Qantas freezes its Boeing 787 fleet
As previously reported, Qantas will defer the delivery of its last three Boeing 787-9 aircraft due to arrive by the end of this year, joining other airlines around the world in pushing back on the delivery of new jets until the worst of the coronavirus has passed and the shape of the post-pandemic travel market is clearer.
"It is hard to predict what the demand will look like and recovery is likely to be slow," Joyce has said.
"There's a lot we don't know about life on the other side of the crisis, but our starting assumption has to be that the market won't return to demand levels we had going into the crisis.
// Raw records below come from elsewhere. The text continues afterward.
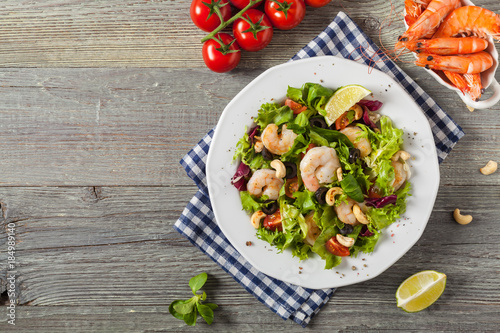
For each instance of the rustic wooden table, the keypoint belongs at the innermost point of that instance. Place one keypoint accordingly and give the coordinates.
(99, 100)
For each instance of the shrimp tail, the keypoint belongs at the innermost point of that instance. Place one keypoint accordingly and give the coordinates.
(470, 20)
(447, 45)
(427, 23)
(464, 64)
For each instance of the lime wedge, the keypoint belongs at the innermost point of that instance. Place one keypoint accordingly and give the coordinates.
(420, 290)
(342, 99)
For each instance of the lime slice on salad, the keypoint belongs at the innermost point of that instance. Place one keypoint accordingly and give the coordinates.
(420, 290)
(342, 99)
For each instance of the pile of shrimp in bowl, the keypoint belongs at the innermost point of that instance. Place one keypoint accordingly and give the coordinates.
(453, 39)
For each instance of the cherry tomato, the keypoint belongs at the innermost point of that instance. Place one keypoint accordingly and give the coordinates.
(296, 107)
(317, 3)
(291, 186)
(273, 222)
(337, 249)
(285, 14)
(203, 15)
(240, 4)
(222, 53)
(253, 30)
(342, 121)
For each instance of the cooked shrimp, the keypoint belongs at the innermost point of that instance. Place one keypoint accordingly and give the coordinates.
(344, 212)
(313, 230)
(265, 182)
(467, 83)
(353, 133)
(447, 45)
(470, 20)
(413, 9)
(277, 143)
(318, 166)
(427, 23)
(464, 64)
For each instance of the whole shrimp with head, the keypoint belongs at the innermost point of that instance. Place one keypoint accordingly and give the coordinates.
(265, 182)
(278, 143)
(319, 166)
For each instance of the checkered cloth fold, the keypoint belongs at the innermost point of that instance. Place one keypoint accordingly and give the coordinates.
(197, 222)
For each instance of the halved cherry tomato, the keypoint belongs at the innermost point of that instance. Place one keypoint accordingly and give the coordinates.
(273, 222)
(291, 186)
(296, 107)
(342, 121)
(337, 249)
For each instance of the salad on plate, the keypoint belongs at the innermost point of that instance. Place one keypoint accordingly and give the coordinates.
(322, 173)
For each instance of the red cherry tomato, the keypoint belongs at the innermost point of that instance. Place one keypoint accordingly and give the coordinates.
(285, 14)
(222, 53)
(203, 15)
(296, 107)
(317, 3)
(273, 222)
(342, 121)
(253, 30)
(240, 4)
(291, 186)
(337, 249)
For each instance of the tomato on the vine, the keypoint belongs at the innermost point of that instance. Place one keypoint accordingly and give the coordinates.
(337, 249)
(285, 14)
(204, 15)
(221, 53)
(240, 4)
(317, 3)
(253, 30)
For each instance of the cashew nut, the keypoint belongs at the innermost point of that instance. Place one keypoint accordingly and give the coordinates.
(400, 154)
(339, 174)
(462, 219)
(489, 168)
(330, 195)
(344, 240)
(258, 146)
(358, 111)
(360, 216)
(279, 167)
(257, 218)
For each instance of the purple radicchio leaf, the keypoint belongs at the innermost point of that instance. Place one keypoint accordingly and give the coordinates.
(366, 118)
(365, 232)
(371, 105)
(381, 202)
(239, 181)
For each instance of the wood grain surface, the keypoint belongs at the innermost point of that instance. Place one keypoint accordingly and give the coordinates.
(99, 100)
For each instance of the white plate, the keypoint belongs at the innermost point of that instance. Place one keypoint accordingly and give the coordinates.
(396, 239)
(487, 77)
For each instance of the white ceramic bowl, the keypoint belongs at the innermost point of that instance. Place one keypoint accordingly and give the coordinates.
(396, 239)
(487, 77)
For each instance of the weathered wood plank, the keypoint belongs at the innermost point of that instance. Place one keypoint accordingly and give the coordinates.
(119, 248)
(132, 126)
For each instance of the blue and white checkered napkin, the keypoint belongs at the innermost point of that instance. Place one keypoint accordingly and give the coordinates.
(197, 222)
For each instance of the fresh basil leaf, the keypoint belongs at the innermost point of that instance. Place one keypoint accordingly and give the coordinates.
(185, 307)
(206, 312)
(190, 318)
(172, 310)
(352, 188)
(197, 282)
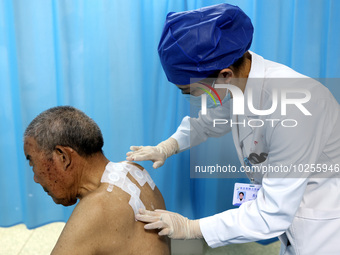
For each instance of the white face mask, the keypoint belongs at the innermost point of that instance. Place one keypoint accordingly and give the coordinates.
(196, 100)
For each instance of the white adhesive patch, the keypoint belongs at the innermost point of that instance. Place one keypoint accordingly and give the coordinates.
(116, 175)
(148, 179)
(136, 204)
(130, 188)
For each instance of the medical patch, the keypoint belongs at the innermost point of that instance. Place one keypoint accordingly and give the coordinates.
(115, 174)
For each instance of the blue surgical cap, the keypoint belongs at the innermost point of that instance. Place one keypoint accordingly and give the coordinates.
(196, 44)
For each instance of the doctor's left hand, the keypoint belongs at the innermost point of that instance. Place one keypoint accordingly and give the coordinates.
(171, 224)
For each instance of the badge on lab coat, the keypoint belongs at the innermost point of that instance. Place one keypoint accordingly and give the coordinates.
(244, 192)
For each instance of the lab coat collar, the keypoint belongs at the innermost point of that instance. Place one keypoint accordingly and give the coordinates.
(254, 83)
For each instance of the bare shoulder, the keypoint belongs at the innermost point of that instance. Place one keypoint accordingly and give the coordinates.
(98, 219)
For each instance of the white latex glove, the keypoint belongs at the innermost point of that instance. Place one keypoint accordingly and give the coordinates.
(171, 224)
(157, 154)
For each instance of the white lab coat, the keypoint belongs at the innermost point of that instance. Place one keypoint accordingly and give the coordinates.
(304, 211)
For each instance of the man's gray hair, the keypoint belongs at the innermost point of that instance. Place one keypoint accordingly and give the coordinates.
(66, 126)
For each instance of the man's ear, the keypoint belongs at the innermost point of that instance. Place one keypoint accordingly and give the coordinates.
(63, 156)
(225, 76)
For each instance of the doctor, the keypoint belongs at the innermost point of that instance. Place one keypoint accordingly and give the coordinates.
(290, 123)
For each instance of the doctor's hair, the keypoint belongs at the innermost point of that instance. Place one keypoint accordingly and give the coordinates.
(65, 126)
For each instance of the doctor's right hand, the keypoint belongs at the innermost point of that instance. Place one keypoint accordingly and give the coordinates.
(157, 154)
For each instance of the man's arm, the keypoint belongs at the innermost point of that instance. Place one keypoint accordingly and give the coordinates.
(98, 224)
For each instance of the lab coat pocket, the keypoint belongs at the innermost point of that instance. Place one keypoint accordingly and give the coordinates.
(313, 231)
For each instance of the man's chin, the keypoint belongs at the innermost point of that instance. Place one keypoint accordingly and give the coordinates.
(64, 202)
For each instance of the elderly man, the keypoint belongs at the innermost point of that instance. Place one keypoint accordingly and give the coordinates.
(64, 147)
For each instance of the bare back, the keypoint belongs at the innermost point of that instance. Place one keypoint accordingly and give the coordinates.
(104, 223)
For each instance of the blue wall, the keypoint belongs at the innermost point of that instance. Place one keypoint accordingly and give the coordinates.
(101, 57)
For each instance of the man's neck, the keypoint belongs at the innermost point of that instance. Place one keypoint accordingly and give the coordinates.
(91, 173)
(241, 80)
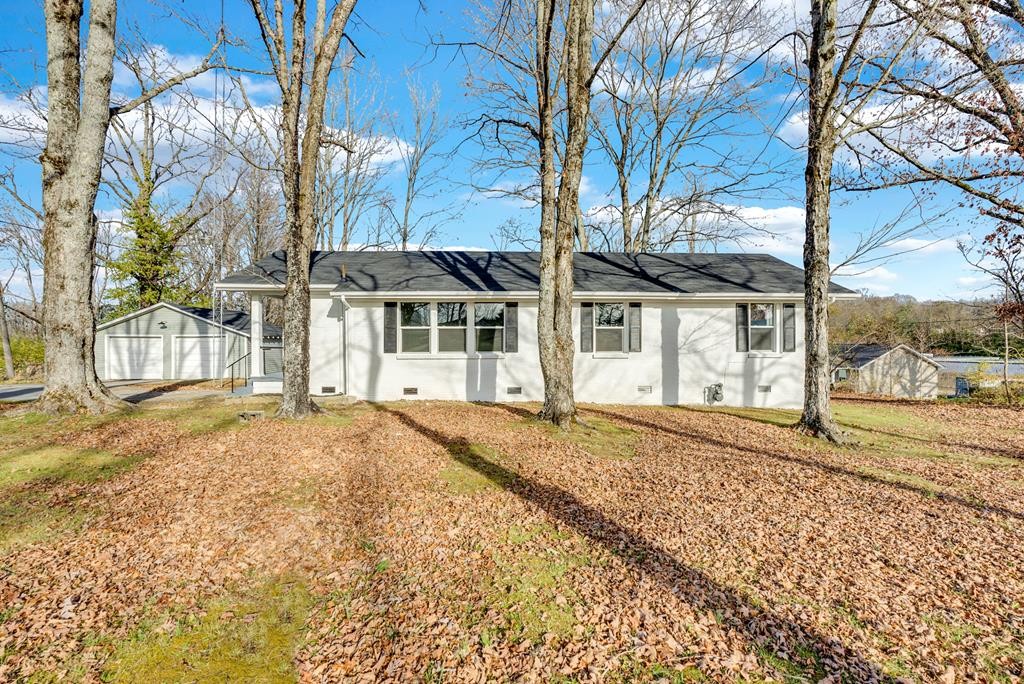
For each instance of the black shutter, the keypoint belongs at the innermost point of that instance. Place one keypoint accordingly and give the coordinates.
(634, 327)
(511, 327)
(390, 328)
(788, 327)
(742, 325)
(586, 327)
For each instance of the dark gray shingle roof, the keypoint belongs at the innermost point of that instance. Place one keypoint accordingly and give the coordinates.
(232, 318)
(518, 271)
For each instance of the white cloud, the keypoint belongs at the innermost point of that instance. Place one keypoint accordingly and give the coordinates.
(872, 273)
(973, 281)
(924, 245)
(780, 229)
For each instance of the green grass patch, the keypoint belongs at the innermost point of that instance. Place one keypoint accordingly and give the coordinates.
(634, 670)
(1003, 660)
(897, 477)
(209, 415)
(778, 417)
(885, 417)
(529, 587)
(805, 667)
(475, 468)
(246, 637)
(598, 436)
(60, 464)
(950, 634)
(532, 596)
(28, 512)
(34, 429)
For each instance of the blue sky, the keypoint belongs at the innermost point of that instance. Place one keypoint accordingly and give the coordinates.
(394, 36)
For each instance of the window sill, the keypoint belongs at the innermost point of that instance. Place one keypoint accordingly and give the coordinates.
(451, 355)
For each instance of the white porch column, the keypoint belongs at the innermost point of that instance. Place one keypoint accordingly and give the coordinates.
(256, 336)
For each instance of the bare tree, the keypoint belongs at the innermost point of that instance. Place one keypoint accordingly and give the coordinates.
(838, 93)
(1000, 256)
(961, 120)
(422, 164)
(78, 116)
(536, 80)
(351, 168)
(157, 145)
(674, 110)
(302, 136)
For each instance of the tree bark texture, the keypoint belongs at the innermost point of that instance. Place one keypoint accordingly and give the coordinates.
(556, 266)
(8, 358)
(302, 140)
(817, 418)
(78, 117)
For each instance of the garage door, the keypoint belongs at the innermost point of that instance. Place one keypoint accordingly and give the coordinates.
(135, 357)
(197, 356)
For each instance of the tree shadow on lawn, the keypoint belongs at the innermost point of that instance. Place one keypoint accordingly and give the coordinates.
(762, 629)
(787, 418)
(811, 463)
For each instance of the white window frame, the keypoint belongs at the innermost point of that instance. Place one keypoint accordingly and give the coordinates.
(474, 328)
(429, 328)
(624, 330)
(774, 328)
(465, 329)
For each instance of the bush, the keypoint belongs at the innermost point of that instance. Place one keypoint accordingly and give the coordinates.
(28, 355)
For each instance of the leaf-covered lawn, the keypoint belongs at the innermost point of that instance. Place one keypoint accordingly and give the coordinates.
(453, 542)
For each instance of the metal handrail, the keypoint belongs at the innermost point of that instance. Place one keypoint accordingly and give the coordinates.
(231, 366)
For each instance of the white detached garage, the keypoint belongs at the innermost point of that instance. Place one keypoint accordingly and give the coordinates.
(173, 342)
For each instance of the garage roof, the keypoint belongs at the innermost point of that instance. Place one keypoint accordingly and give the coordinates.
(519, 271)
(236, 319)
(859, 355)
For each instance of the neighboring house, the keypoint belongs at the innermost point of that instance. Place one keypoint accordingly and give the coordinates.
(892, 371)
(647, 329)
(977, 371)
(174, 342)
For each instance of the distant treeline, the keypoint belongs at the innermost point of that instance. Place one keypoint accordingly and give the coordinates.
(935, 327)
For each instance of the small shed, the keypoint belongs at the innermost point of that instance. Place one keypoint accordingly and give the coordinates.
(977, 372)
(891, 371)
(174, 342)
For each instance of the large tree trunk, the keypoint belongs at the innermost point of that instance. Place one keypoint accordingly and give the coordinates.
(817, 418)
(71, 166)
(300, 186)
(546, 289)
(559, 403)
(8, 357)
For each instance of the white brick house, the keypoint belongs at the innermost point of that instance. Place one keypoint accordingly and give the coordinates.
(656, 329)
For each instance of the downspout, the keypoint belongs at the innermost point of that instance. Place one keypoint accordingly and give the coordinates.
(344, 343)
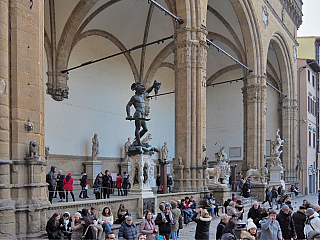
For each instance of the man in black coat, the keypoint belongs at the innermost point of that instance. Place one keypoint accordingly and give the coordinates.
(107, 184)
(51, 180)
(165, 227)
(255, 214)
(286, 223)
(224, 220)
(299, 219)
(60, 185)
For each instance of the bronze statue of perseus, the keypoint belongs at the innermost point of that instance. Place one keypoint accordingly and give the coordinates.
(137, 101)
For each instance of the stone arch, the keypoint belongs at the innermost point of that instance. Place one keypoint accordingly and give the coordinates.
(156, 63)
(113, 39)
(288, 104)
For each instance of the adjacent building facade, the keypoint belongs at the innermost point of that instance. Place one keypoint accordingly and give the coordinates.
(308, 122)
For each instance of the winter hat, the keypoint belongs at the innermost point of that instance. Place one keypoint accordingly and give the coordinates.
(310, 211)
(224, 216)
(250, 224)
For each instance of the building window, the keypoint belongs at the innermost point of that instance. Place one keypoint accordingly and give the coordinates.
(313, 81)
(309, 138)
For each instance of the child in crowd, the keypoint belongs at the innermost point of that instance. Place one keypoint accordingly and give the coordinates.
(162, 207)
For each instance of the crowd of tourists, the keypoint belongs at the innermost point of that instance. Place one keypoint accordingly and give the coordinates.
(61, 185)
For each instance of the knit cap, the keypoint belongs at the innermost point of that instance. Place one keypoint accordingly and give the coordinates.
(251, 224)
(310, 211)
(285, 207)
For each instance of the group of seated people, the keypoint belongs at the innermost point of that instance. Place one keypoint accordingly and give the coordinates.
(85, 224)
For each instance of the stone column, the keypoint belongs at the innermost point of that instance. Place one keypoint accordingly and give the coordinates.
(190, 72)
(7, 209)
(27, 105)
(289, 134)
(254, 100)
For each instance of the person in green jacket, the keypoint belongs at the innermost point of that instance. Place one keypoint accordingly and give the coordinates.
(176, 212)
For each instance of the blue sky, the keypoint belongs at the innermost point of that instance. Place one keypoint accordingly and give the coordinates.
(311, 18)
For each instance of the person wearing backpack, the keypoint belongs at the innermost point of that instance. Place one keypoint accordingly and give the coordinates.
(51, 180)
(125, 184)
(147, 227)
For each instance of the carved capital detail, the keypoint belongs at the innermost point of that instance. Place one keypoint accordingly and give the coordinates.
(57, 85)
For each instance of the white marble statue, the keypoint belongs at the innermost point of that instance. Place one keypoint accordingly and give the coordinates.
(275, 153)
(95, 147)
(276, 144)
(259, 175)
(147, 139)
(214, 174)
(164, 152)
(221, 156)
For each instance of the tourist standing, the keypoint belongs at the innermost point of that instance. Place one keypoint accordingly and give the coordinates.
(203, 224)
(299, 219)
(223, 222)
(255, 214)
(128, 230)
(286, 223)
(251, 233)
(268, 196)
(106, 219)
(313, 221)
(165, 223)
(53, 227)
(147, 227)
(97, 186)
(119, 184)
(60, 185)
(228, 231)
(76, 227)
(270, 227)
(84, 184)
(158, 183)
(51, 180)
(274, 196)
(176, 212)
(125, 183)
(107, 184)
(68, 186)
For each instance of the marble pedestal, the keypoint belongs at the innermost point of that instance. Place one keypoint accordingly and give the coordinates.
(92, 169)
(276, 176)
(221, 192)
(141, 175)
(258, 190)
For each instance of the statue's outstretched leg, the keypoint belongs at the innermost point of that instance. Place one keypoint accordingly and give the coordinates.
(137, 131)
(144, 128)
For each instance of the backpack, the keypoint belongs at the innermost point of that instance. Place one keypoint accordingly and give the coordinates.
(126, 180)
(160, 237)
(48, 178)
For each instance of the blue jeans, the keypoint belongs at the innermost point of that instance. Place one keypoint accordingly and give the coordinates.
(174, 235)
(274, 201)
(211, 210)
(187, 215)
(106, 227)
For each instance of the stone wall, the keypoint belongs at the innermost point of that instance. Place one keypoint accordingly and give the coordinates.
(73, 164)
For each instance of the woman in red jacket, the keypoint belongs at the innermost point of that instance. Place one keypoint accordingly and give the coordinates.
(119, 184)
(68, 181)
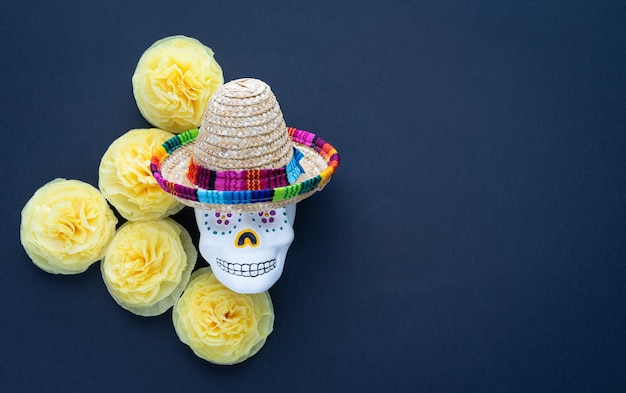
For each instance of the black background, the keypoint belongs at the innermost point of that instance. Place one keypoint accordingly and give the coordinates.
(473, 238)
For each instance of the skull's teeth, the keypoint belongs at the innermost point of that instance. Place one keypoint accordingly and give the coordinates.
(246, 269)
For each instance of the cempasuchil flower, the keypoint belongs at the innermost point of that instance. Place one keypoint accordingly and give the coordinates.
(219, 325)
(66, 226)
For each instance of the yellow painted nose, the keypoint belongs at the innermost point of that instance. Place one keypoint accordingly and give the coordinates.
(246, 238)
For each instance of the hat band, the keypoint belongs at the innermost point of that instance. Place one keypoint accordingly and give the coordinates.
(244, 180)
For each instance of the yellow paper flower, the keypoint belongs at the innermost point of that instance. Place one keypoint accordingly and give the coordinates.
(148, 265)
(222, 326)
(66, 226)
(126, 181)
(173, 82)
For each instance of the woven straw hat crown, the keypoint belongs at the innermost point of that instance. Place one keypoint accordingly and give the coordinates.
(242, 129)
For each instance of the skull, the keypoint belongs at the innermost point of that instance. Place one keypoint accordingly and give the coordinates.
(246, 250)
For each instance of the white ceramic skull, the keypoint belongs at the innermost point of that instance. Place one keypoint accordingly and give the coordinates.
(246, 250)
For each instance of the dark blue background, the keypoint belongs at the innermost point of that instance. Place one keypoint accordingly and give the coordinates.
(473, 238)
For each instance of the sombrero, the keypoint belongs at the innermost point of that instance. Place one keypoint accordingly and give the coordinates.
(243, 158)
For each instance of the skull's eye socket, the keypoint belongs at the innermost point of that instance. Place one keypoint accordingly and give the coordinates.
(247, 237)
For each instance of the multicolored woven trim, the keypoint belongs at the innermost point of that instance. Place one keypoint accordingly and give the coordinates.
(270, 194)
(254, 179)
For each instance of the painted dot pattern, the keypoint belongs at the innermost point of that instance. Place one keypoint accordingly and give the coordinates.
(219, 223)
(222, 224)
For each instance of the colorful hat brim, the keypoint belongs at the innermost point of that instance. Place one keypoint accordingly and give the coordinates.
(170, 162)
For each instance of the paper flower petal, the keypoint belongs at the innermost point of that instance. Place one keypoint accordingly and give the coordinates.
(173, 82)
(66, 226)
(148, 265)
(219, 325)
(126, 181)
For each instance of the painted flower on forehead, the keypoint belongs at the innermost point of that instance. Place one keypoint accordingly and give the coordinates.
(219, 325)
(66, 226)
(173, 82)
(126, 181)
(148, 265)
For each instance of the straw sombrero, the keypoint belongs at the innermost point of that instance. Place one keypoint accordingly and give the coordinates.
(243, 158)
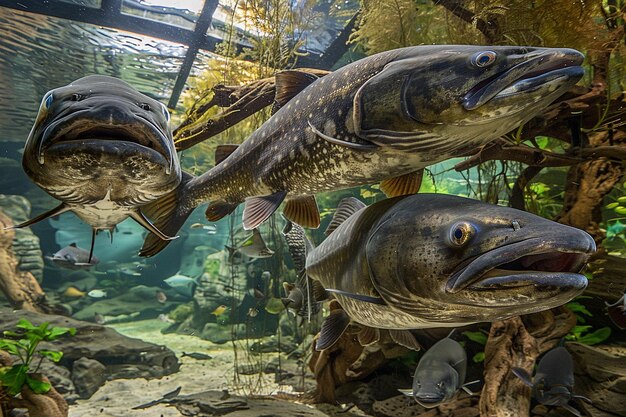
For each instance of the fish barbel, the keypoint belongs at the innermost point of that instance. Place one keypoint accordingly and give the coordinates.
(381, 118)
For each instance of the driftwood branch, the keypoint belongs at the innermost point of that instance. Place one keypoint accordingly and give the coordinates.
(239, 102)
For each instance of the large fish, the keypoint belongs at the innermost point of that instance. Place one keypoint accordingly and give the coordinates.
(434, 260)
(104, 150)
(382, 118)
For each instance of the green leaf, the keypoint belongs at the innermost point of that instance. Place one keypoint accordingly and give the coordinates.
(53, 355)
(596, 337)
(38, 387)
(14, 378)
(478, 337)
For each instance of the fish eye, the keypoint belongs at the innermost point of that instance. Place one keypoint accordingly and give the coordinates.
(47, 102)
(461, 233)
(484, 59)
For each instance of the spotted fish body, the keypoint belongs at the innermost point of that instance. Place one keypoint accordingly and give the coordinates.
(434, 260)
(104, 150)
(382, 117)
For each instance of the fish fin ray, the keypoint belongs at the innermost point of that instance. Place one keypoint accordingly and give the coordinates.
(405, 338)
(218, 209)
(167, 214)
(346, 208)
(289, 84)
(303, 211)
(402, 185)
(523, 375)
(61, 208)
(259, 209)
(368, 335)
(223, 151)
(332, 329)
(360, 297)
(366, 146)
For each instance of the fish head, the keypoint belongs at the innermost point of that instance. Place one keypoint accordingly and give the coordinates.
(100, 135)
(462, 90)
(435, 385)
(454, 260)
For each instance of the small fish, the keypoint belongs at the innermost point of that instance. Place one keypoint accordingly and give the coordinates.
(99, 318)
(211, 229)
(73, 257)
(97, 294)
(160, 296)
(182, 284)
(73, 292)
(197, 356)
(253, 247)
(165, 318)
(440, 374)
(553, 383)
(219, 310)
(294, 298)
(617, 312)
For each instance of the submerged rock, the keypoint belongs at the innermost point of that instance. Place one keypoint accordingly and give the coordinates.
(122, 356)
(25, 243)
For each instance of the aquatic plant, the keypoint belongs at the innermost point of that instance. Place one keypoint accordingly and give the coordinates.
(24, 344)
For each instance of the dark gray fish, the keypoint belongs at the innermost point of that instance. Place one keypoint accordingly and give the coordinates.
(253, 247)
(197, 356)
(435, 260)
(440, 374)
(104, 150)
(553, 383)
(382, 118)
(73, 257)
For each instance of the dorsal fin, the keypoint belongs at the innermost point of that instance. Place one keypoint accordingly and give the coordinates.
(289, 83)
(347, 207)
(223, 151)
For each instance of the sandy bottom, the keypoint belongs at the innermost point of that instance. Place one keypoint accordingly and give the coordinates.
(116, 398)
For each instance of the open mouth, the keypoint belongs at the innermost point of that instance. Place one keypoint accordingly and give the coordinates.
(85, 129)
(529, 262)
(527, 76)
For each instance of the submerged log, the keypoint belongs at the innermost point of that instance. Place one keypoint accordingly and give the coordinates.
(518, 343)
(21, 288)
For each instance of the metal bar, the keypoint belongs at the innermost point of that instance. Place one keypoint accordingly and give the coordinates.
(199, 33)
(104, 17)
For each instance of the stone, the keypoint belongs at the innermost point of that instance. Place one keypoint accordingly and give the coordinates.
(88, 375)
(25, 243)
(117, 352)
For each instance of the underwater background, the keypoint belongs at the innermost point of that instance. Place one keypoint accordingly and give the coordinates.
(207, 314)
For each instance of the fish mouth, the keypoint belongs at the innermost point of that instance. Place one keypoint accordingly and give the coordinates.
(534, 261)
(550, 68)
(82, 127)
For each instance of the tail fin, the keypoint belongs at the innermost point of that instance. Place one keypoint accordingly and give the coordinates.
(168, 214)
(299, 245)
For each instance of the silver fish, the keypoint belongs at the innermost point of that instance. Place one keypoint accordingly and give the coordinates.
(104, 150)
(553, 382)
(440, 374)
(382, 118)
(73, 257)
(434, 260)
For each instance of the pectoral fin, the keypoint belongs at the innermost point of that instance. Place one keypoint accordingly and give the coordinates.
(259, 209)
(303, 211)
(403, 185)
(333, 327)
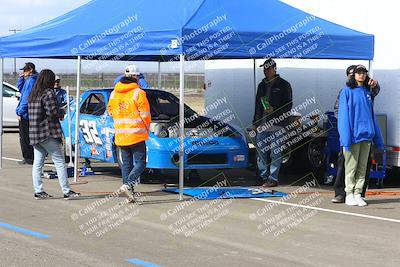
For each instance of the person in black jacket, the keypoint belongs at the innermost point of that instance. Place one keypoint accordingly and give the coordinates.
(272, 112)
(340, 194)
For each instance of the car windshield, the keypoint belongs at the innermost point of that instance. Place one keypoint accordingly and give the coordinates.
(165, 105)
(8, 92)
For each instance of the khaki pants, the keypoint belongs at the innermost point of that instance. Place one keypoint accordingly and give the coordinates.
(355, 167)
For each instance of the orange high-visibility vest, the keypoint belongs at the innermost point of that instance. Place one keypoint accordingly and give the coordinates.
(130, 109)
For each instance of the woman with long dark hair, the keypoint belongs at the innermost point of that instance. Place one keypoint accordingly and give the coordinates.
(45, 134)
(357, 127)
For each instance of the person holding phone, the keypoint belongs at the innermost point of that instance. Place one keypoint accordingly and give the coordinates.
(130, 109)
(273, 99)
(357, 128)
(26, 81)
(374, 87)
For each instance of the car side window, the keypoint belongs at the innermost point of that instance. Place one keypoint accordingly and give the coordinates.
(8, 92)
(94, 105)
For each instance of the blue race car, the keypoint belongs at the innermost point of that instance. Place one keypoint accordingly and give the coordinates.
(208, 143)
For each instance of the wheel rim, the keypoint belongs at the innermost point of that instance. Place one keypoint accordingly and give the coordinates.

The market will probably be smaller for some time."
Joyce told Executive Traveller that the airline will launch a sweeping review of its entire international fleet to reshape the airline around post-coronavirus travel demand, because "the Qantas of 2021 and 2022 will not be the Qantas of 2019."
This could include fewer Airbus A380s, with the airline halting its refurbishment plan – only six of the 12 superjumbos have been upgraded with new business class seats and inflight lounges to free up cash in the short term, until it's determined how many A380s will be needed in this uncertain future.
"There is a potential to bring all 12 (A380s) back (into service), but there is a potential to bring less than 12 back," Joyce says of the airline's flagship jets. "That will depend on what the recovery scenario looks like."